Common Running Foot Conditions – and how to avoid them!

If you run regularly, you will no doubt be familiar with the aches, pains and injuries that running can cause. Our feet are subject to a number of demands when we run, meaning that it is quite common for runners to experience pain or even injury in their feet. Pain in your feet can easily put the brakes on any training plan – not ideal when you’ve got that big race coming up.

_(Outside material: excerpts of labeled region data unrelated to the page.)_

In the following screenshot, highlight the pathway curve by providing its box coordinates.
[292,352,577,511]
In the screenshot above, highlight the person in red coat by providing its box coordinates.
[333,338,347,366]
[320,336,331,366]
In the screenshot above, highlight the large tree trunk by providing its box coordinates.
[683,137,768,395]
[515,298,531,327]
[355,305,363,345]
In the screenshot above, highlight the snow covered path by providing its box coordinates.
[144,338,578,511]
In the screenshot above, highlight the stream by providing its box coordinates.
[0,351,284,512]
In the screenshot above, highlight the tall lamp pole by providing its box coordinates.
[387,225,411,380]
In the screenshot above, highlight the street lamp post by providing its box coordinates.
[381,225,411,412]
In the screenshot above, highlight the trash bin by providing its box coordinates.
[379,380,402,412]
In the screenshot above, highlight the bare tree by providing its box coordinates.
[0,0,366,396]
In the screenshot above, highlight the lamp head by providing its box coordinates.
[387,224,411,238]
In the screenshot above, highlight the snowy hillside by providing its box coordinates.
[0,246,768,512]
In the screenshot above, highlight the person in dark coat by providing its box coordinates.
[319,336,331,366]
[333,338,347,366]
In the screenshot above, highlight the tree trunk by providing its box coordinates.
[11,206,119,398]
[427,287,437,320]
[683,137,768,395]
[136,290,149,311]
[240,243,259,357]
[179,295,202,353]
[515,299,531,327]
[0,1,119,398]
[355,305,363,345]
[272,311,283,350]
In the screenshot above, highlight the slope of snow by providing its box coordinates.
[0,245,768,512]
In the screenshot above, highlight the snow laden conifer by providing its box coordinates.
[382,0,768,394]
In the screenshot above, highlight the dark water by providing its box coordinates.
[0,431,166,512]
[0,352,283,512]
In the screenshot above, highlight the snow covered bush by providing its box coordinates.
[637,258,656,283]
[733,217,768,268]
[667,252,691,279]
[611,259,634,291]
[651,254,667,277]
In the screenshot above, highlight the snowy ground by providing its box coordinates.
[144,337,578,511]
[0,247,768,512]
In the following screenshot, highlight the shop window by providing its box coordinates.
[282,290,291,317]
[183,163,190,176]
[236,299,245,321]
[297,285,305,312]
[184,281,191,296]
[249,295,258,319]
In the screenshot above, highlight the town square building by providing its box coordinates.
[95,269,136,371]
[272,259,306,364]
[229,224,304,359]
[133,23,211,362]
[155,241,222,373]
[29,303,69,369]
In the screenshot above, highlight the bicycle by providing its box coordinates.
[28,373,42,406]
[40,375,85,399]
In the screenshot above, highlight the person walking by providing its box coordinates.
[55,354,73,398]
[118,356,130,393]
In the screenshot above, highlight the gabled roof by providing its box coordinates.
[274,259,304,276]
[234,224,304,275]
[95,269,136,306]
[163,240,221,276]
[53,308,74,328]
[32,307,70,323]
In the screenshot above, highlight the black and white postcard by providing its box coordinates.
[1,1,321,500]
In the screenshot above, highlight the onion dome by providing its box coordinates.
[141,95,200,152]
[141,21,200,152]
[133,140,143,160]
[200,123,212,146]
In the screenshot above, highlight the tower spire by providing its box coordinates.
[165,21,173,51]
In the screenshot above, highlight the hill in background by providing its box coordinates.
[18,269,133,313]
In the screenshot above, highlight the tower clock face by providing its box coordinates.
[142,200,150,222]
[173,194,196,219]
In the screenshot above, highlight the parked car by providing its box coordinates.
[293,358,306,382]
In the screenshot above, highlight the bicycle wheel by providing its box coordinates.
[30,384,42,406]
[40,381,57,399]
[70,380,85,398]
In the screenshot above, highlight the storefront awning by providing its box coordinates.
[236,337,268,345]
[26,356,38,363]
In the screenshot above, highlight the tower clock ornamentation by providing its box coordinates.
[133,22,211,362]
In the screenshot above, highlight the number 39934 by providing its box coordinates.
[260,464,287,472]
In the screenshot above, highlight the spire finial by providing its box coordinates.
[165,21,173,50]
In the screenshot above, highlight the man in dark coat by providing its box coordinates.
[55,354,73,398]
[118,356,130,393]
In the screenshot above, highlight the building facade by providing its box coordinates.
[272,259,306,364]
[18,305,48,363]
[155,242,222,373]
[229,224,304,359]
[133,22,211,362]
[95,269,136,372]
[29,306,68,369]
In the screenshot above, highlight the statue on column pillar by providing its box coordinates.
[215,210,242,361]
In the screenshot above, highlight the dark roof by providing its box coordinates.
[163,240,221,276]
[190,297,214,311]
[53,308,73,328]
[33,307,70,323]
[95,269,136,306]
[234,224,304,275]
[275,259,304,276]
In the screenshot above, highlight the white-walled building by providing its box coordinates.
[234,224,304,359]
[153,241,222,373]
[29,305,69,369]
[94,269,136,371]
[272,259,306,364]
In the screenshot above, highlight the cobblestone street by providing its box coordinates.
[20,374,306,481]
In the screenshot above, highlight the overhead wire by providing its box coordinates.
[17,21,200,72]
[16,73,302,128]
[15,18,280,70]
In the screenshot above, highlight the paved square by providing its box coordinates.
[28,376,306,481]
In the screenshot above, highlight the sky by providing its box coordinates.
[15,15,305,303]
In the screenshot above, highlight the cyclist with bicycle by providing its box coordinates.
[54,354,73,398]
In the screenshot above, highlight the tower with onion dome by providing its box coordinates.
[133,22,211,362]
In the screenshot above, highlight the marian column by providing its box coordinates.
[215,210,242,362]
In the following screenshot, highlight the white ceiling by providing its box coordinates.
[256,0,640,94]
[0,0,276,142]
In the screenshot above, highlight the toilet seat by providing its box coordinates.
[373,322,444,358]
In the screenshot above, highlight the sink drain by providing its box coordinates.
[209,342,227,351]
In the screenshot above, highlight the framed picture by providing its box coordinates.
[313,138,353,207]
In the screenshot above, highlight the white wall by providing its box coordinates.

Here are just a few common running conditions – and what you can do to remedy them!

Plantar Fasciitis
Possibly the most common of foot complaints amongst runners, Plantar Fasciitis is the inflammation of the thick band of tissue that stretches at the bottom of your foot called the plantar fascia which connects the toes to the heel. This tissue can tear and then it will inflame, creating a painful sensation when you step or run. Plantar Fasciitis is generally caused by biomechanical flaws, such as having flat arched feet or high arched feet – to avoid plantar fasciitis it is advised that you choose the right running shoes to support your foot type, running insoles can also be used to provide additional support and comfort to the arch.

Athlete’s Foot
A fungal infection, athlete’s can leave your feet dry, red, and itchy. Most common during the summer months, this fungus in caused by the sweat production in the soles of the feet. Wearing moisture-wicking socks should prevent athlete’s foot, your gym socks should also be appropriately aired out before wearing and antifungal powder can also be applied to the feet.

Shin Splints
Most common amongst runners with flat arches, shin splints is a sharp pain below the knee and can affect the front outside part of the leg as well as inside the leg. Choosing shoes that support the arch of your foot can assist in soothing the pain of shin splints while many experts recommend taking a break from running when shin splints occur, this will allow time for the inflammation in your shin to reduce – swimming or cross training are good exercises to do in the meantime. Motion control shoes should combat the reoccurrence of shin splints while severe over pronators will require orthotic insoles to support and ease pain in the arch.

It might not seem like a serious running condition but having that painful blister on your foot or toes can greatly affect your training plans. Blisters are caused by the friction of your socks or shoes rubbing against your skin. Blisters can intensify on race days – this is because increased pace, heat and moisture can increase the friction. Blisters can be remedied by choosing comforting blister-free socks while most runners find that coating their feet with a lubricant such as Vaseline can assist in avoiding blisters. It is advisable to carry with you blister plasters when you run – just in case.